Ты недоумеваешь, почему именно тебя постигла такая беда, почему от этого пострадали твои близкие, пала такая тень на родного отца. Ты ищешь, кто в этом виновен — только не ты. Да, может, и не ты совершила преступление, на то и следствие, чтобы во всем разобраться и установить истинного виновника. Но во всем, что произошло, есть своя логика. Жила бы иной жизнью, если блюла бы себя — такого бы не случилось. А иная жизнь — это жизнь с Христом в душе, в памяти, в сердце. Каждый день, каждое мгновение. Поэтому, если хочешь исправить прежнюю жизнь, начинай лечение. На путь исцеления и спасения становятся лишь те, кто видит болезнь своей души, ее тяжкие недуги прежде всего своими собственными силами, и потому оказывается способным обратиться к пострадавшему за все истинному Врачу — Христу. Вне этого состояния нормальная духовная жизнь совершенно невозможна. Смирение и рождающееся из него покаяние — единственное условие, при котором приемлется Христос. Смирение и покаяние — единственное состояние истинного христианина, в котором можно приступить к Спасителю нашему. Смирение и покаяние — это единственная жертва, которую приемлет Бог от человека, признающего себя не праведником, а грешником. А вот зараженных гордым, ошибочным мнением о себе, признающих покаяние для себя чем-то лишним, необязательным, чуждым, исключающих себя из числа грешников, Господь отвергает. Такие гордецы не могут быть христианами.

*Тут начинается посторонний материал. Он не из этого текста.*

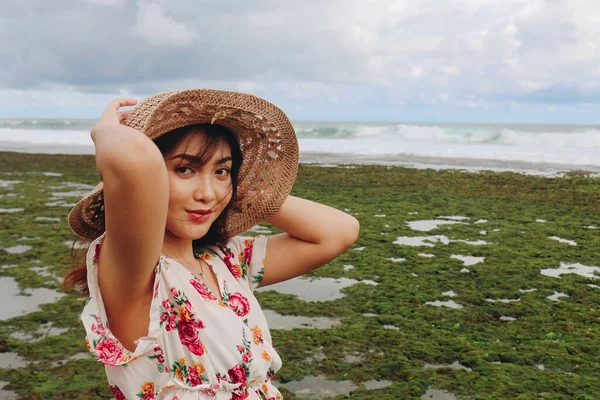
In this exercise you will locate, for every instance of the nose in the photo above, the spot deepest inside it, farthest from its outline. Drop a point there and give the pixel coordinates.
(204, 191)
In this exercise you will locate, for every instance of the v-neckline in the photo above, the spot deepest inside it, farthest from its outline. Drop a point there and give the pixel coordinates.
(198, 255)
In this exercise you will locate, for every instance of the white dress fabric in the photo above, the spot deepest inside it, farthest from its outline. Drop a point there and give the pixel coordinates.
(197, 347)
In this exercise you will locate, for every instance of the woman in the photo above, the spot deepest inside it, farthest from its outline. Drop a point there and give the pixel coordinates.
(184, 173)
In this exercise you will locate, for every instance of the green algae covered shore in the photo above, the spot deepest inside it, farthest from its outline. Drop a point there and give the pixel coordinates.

— Господь преподал тебе хороший урок, — игуменья закончила наставлять Веру, — не ропщи ни на Него, ни на свою судьбу. Теперь у тебя будет время поразмыслить над своей жизнью, поговорить со своей совестью. Все, что пошлет Господь: любое наказание, любой приговор — все прими со смирением и покорностью, сказав сама себе: «Достойное приемлю по делам моим». И пусть тебя Господь укрепит в борьбе с собой, чтобы ты изменила свое отношение к жизни, стала такой же, как и твоя сестричка: не только внешне, но и по духу. А мы будем за тебя молиться. Усердно молиться…
***
Игуменья подошла, чтобы на прощанье обнять Веру, но Надежда, вдруг загородив собой сестру, упала на колени перед настоятельницей, залившись слезами:
— Матушка, ей нельзя туда! Она там погибнет! И душой погибнет, и телом!
— Если будет бороться с грехом — выстоит, Господь ее не оставит.
— Матушка, ей туда нельзя! Она не готова к борьбе там, куда ее хотят посадить. Хотя я знаю, я верю, что моя сестра не виновата. Нужно время, чтобы это доказать, а времени нет. Завтра она снова должна быть под следствием, в камере. Ей туда нельзя никак, в ее нынешнем состоянии… Смилуйтесь, матушка!
Игуменья подняла распростертую у ее ног послушницу и внимательно посмотрела ей в глаза.
— И я вижу, что нельзя. Она на пределе всех своих сил. Один шаг — и… Так что ты предлагаешь: мне, что ли, вместо нее за решетку сесть?